Fleksibel dalam Implementasi Kurikulum merdeka
Fleksibilitas juga menjadi prinsip dalam implementasi kurikulum.
Menyadari keberagaman satuan pendidikan di Indonesia, implementasi kurikulum tidak akan dipaksakan dan berlaku sama untuk semua sekolah.
Tingkat kesiapan satuan pendidikan untuk mengimplementasikan kurikulum berbeda-beda, dan masing-masing membutuhkan dukungan termasuk waktu yang berbeda untuk menyiapkan diri dalam menggunakan kurikulum ini.
Tahapan Belajar
Oleh karena itu, implementasi dirancang sebagai suatu tahapan belajar.
Pemerintah merancang tahapan-tahapan implementasi yang dapat digunakan satuan pendidikan sebagai acuan bagaimana mereka akan mulai mengimplementasikan kurikulum secara bertahap sesuai dengan kapasitas yang mereka miliki.
Manfaat Proses Transisi dalam Perubahan Kurikulum
Berikutnya, fleksibilitas dalam perancangan kurikulum juga menjadi dasar agar perubahan kurikulum dan/atau transisi dari kurikulum sebelumnya ke kurikulum yang baru dapat berjalan dengan baik.
Kurikulum yang dikembangkan dan diimplementasikan secara kaku akan menghambat perubahan yang diinginkan.
Dengan demikian, perubahan kurikulum dilakukan secara fleksibel dengan bertumpu pada kurikulum sebelumnya.
Perubahannya tidak drastis atau sama sekali berbeda dibandingkan kurikulum sebelumnya, karena perubahan yang cukup besar relatif sulit untuk diikuti oleh para guru (Fullan, 2007; OECD 2020a).
Hal ini juga merupakan upaya perubahan berdasarkan evaluasi kurangnya fleksibilitas di Kurikulum 2013.
Oleh karena itu, perubahan sedapat mungkin hanya ditujukan untuk hal-hal yang dinilai perlu diubah.
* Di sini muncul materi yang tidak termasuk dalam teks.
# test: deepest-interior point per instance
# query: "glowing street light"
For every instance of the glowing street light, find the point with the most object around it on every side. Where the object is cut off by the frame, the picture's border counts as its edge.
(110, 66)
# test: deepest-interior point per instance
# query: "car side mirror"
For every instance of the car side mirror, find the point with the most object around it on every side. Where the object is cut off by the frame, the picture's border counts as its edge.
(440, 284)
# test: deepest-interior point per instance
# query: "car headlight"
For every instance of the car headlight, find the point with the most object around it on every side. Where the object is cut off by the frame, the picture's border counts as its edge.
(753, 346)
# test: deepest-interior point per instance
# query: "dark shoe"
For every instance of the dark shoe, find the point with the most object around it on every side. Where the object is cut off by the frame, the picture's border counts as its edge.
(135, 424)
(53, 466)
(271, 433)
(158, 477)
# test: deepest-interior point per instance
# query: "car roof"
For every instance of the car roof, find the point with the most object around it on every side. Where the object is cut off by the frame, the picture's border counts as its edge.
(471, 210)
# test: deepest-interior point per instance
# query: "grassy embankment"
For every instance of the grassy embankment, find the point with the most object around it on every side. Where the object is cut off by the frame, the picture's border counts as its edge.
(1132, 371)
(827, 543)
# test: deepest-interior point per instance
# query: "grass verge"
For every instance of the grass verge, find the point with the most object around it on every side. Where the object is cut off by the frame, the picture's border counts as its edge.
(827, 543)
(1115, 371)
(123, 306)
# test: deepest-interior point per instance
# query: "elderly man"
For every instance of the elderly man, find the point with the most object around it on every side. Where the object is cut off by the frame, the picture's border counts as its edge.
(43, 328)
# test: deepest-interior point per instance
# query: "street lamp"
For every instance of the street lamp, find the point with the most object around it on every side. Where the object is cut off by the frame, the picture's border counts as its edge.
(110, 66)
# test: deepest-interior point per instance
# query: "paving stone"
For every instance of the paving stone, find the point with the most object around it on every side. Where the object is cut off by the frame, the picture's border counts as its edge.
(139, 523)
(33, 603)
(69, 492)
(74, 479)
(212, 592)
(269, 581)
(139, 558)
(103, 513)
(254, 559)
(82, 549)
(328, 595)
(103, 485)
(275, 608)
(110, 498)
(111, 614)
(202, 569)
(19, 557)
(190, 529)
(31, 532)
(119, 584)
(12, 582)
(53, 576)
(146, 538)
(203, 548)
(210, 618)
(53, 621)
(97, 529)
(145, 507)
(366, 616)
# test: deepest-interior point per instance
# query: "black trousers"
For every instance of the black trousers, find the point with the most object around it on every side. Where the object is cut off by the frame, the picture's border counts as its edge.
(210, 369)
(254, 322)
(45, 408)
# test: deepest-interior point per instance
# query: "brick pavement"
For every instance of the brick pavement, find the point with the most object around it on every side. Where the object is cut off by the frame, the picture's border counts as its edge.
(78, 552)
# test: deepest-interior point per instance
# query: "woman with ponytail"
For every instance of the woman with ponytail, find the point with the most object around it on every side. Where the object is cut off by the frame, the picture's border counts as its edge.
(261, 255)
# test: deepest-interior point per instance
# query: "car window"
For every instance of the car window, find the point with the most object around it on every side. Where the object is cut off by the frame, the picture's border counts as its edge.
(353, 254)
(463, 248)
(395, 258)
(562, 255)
Artinya, perubahan tidak dilakukan sekadar untuk membedakan dari rancangan sebelumnya (misalnya atas alasan memberikan warna baru semata).
Dengan demikian, beberapa aspek dalam Kurikulum Merdeka sebenarnya merupakan kelanjutan saja dari Kurikulum 2013 atau bahkan kurikulum yang sebelumnya.
Dalam kajiannya tentang implementasi kurikulum baru di beberapa negara berkembang di Asia dan Afrika, Rogan (2003) menyatakan bahwa inovasi baru yang diperkenalkan sebaiknya tidak terlalu jauh dari kebijakan yang ada saat ini, masih berada dalam apa yang disebut Rogan sebagai “zone of feasible innovation” atau zona di mana suatu inovasi masih memungkinkan untuk diterapkan.
Perubahan yang tidak drastis akan membantu memudahkan proses implementasi atau proses belajar guru.
Prinsip ini juga membantu perancang untuk mengidentifikasi lebih jeli tentang apa yang sebenarnya memang perlu diubah, sebelum menawarkan ide-ide baru dalam perancangan kurikulum.
Contoh Proses Transisi dari Kurikulum 2013 ke Kurikulum Merdeka
Sebagai contoh, upaya untuk menguatkan pengembangan kompetensi dan karakter telah dimulai sejak tahun 2004 sampai Kurikulum 2013.
Tujuan dari Kurikulum Merdeka tidak
berubah, namun strateginya dikuatkan lagi, di
antaranya dengan memberikan alokasi waktu
khusus untuk pembelajaran berbasis projek
dengan memberikan alokasi waktu khusus untuk pembelajaran berbasis projek dalam struktur kurikulum.
Dengan demikian, kegiatan yang berorientasi pada kompetensi umum (general competencies, transversal skills) dan pengembangan karakter ditempatkan sebagai bagian dari proses pembelajaran yang wajib dilakukan seluruh peserta didik.
Di samping itu, Kurikulum Merdeka melanjutkan penguatan literasi dasar di PAUD dan SD kelas awal.
Beberapa masalah dalam pembelajaran literasi dini (early literacy) diatasi melalui penguatan kegiatan bermain-belajar berbasis buku bacaan anak.
Penguatan juga diterapkan pada literasi teknologi, literasi finansial, kesadaran kondisi lingkungan, penguatan pembelajaran sesuai minat, bakat, dan aspirasi di jenjang SMA, serta penguatan pelajaran Bahasa Inggris di jenjang SD.